Dann aber, er hatte gerade begonnen vertrauen zu fassen, wollte ihn die Familie doch wieder wegschicken. Er hatte doch gewusst, dass es nicht so schön sein konnte. Er und auch die anderen beiden Kinder sollten an einen Ort Namens Schule geschickt werden. Etwas ganz furchtbares, wenn er in die Gesichter von Pandora und Arion schaute, die lieber zuhause bleiben wollten. Doch es wurde keine Widerrede geduldet. Tileo sagte gar nichts. Besonders, weil die anderen Kinder sich fügten und am Morgen freiwillig gingen. Schweigend begleitete Tileo sie. Doch sobald sich die Möglichkeit ergab, floh er durch die Strassen von Mineva und suchte sich einen Weg zum Hafen. Er würde einfach dort warten, bis Taelos und Iason wieder kamen.
Schon am späten Nachmittag jedoch, fand Ioakim ihn wieder und brachte ihn zurück nach Hause. Es dauerte eine ganze Weile, bis er aus Tileo heraus bekam, warum er geflohen war, doch schliesslich brach es aus dem Jungen heraus, dass er nicht wieder weggeschickt werden wollte. Er wollte nicht in diese Schule. Auch nicht, nachdem Ioakim ihm erklärt hatte, was das war. Er wollte lieber Ioakim begleiten und von ihm lernen, wie man kämpfte, um andere zu beschützen. Genau wie er es Iason beigebracht hatte.
Nachdem er sich jedoch drei Morgen lang die Beine in den Bauch gestanden hatte, war es ihm dann doch zu langweilig, mit Ioakim mitzukommen und er liess sich überreden, trotzdem mit zur Schule zu gehen, weil man da ebenfalls viel lernen konnte, was im Leben sehr wichtig war. Selbst für das Kämpfen. Dafür würde Ioakim ihm am Nachmittag beibringen, wie er mit seinem Dolch umgehen konnte. Tileo war ganz stolz gewesen, als der Krieger seine Waffe bewundert hatte und gesagt hatte, dass Kosta da etwas gutes ausgewählt hätte. Allerdings musste er dann gleich wie Iason eine Standpauke halten, dass ein Messer kein Spielzeug sei und so weiter. Das war weniger lustig. Doch er wagte es nicht, seine Augen zu verdrehen.

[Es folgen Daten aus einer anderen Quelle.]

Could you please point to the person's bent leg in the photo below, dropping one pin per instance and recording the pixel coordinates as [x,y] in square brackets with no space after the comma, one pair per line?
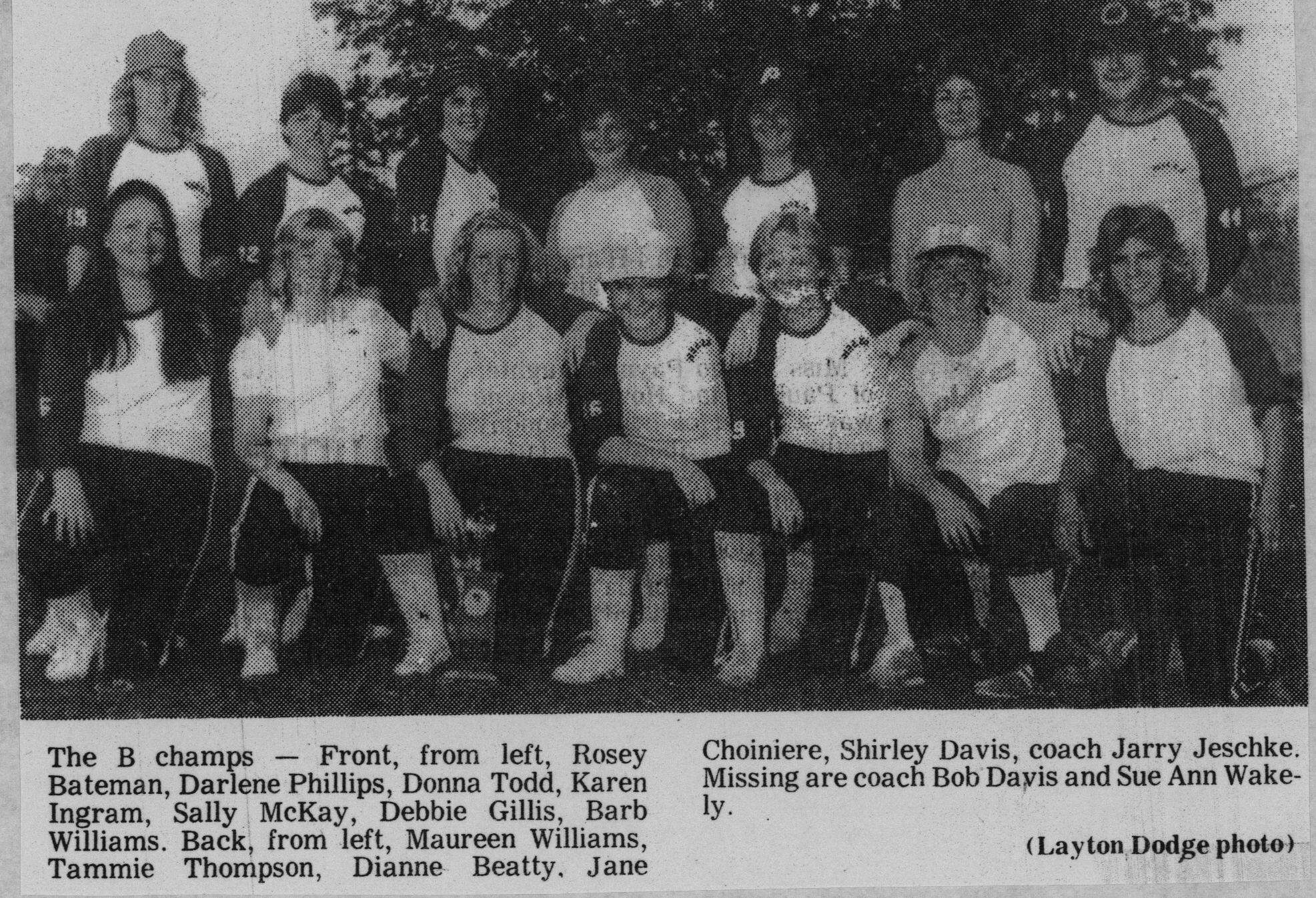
[610,616]
[623,506]
[411,577]
[654,598]
[787,626]
[740,560]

Die Schule mochte er nicht. Da waren so viele Kinder, die ihn anstarrten und ihn mit Fragen löcherten und mit dem was die Lehrerinnen und Lehrer erzählten, konnte er auch nicht viel Anfangen. Zelika hatte ihm zwar das Alphabet beigebracht und er konnte auch ein wenig rechnen. Doch die gleichaltrigen Kinder konnten alle schon viel mehr. Das war doof. Tileo konnte doch auch nichts dafür, dass es bei ihm Zuhause keine Schule gegeben hatte. Ausserdem waren sie dann überfallen worden. Da hatte er auch nicht lernen können. Zum Glück war die Schule immer nur am Morgen und es gab eine grosse Pause wo sie draussen Spielen konnten. Meistens blieb er da bei Arion. Doch einmal bekam er mit, wie ein etwas grösserer Junge blöde Sprüche zu Pandora sagte und sie ganz wütend wurde, deswegen. Also ging er vorsichtig näher zu den Beiden. Als der Fremde dann aber auch noch nach Pandoras Zöpfen langte, um daran zu ziehen, war jegliche Vorsicht vergessen.
"Lass sie in Ruhe", schrie er zornig, stellte sich zwischen die Beiden und boxte dem Kerl, dem ihm doppelt so gross wie er selbst vorkam, so fest er konnte in den Bauch, setzte gleich mit weiteren Schlägen nach und als dieser überrumpelt rückwärts taumelte und stolperte, stürzte sich Tileo gleich wild auf ihn, um ihn zu Boden zu werfen und zu verprügeln.